Otra vez violencia, otra vez Vélez…

Una vez más, la violencia vuelve a estar en boca de todos en Argentina. Y como siempre, sin límites ni geografía determinada.

Una vez más, la violencia vuelve a estar en boca de todos en Argentina. Y como siempre, sin límites ni geografía determinada.

Una vez más la cancha de Vélez - o para ser más exactos- la hinchada de Vélez fue el protagonista exclusivo de un nuevo hecho policial que hoy es portada en la mayoría de los medios deportivos.

Nunca importan los rivales ni las circunstancias. Ni tampoco los resultados. Ella, la violencia, siempre está. Instalada. Y por lo que vemos, en aumento, para instalarse y quedarse.

Esta vez, el problema se inició casi en el ocaso del encuentro en el que Vélez, cómodo líder, cómodo vencedor ante Banfield, comenzaba a hacerse de los tres puntos.

Allí la hinchada del equipo de Liniers soltó su euforia lanzando una incontable, incontrolable e interminable cantidad de bengalas - aun no se explica como llegan hasta allí si es que realmente hay tantos controles en la entrada al estadio- y hasta bombas de estruendo. Tras el allanamiento del Comité de Seguridad, también se encontraron restos de balas de armas de fuego...

"No hubo en los últimos partidos. Nosotros no teníamos que hacer ningún festejo. Nos sorprendió y tampoco nos gustó. Puede ser River o puede ser Boca. Hay que ir paso a paso, estas medidas nos desconciertan", dijo Julio Baldomar, vicepresidente del club. Los sorprendió... En realidad lo que sorprende es como llega esa pirotecnia llevada hasta la tribuna en enormes cantidades…

Consecuencia: a Vélez le clausuraron el estadio y no podrá jugar en casa los partidos de la liga local y se habla de que tampoco los de Copa Libertadores contra Libertad y podría ser local en la cancha de Boca o en la de River.

También se rumorea la quita de puntos al equipo de Liniers.
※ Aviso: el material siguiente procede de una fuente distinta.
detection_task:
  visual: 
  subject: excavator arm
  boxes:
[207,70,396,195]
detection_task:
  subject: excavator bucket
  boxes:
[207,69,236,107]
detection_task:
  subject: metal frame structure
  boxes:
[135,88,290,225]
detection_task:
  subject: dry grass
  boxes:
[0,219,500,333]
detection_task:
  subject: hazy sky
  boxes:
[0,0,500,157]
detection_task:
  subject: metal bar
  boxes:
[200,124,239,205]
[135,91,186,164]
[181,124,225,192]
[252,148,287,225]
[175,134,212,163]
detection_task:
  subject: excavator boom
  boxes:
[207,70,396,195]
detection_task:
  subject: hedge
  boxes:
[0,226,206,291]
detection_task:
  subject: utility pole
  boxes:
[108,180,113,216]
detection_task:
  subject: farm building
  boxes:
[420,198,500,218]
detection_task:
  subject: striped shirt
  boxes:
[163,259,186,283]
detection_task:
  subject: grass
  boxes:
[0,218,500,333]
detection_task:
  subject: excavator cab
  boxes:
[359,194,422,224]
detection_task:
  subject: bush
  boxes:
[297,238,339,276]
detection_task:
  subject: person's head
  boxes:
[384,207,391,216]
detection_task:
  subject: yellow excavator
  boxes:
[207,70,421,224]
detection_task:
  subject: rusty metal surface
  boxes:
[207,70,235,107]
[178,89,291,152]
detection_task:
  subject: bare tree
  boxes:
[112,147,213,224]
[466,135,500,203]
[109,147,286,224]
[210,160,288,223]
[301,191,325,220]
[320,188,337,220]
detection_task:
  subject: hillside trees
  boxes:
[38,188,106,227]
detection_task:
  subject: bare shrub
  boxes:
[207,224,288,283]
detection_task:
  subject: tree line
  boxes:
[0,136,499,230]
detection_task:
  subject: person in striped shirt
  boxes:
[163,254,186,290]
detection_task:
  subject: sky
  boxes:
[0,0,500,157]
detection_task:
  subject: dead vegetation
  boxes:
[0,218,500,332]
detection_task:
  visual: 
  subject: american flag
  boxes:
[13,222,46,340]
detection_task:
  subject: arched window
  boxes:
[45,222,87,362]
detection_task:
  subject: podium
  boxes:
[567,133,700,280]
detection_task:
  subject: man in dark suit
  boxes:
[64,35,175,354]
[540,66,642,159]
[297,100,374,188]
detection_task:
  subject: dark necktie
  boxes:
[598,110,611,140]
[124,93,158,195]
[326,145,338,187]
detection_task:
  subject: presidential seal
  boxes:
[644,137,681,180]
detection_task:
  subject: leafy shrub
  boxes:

Bla, bla, bla...Medidas que - por lo visto- aún no parecen ser tan duras ni tan efectivas a juzgar por las tristes y trágicas historias en cuanto a violencia se refiere.

Hay que recordar que hace muy poco, fue en las adyacencias de ese mismo estadio de Vélez cuando un hincha de San Lorenzo murió a poco metros de ingresar al estadio.

Las preguntas, repetitivas ya hasta el hartazgo y el aburrimiento son: ¿Hasta cuándo? ¿Cuál es la fórmula del éxito para detener la violencia en los estadios argentinos? ¿Multa económica? Parece no tener efecto. ¿Suspensión de estadios? No seria la solución. ¿No permitir el ingreso de público visitante en partidos de alto riesgo? Menos.

Quienes están en los medios, quienes dan discursos y opinan, hablan de “un problema social”. Pues bien, como diríamos de chicos : “chocolate por la noticia". Pero entonces, ¿cómo se combate ese problema social? ¿Leyes más duras? Quizás.

Lo que sí es seguro es que es un problema cada vez más serio y que a esta altura, está cada menos controlado.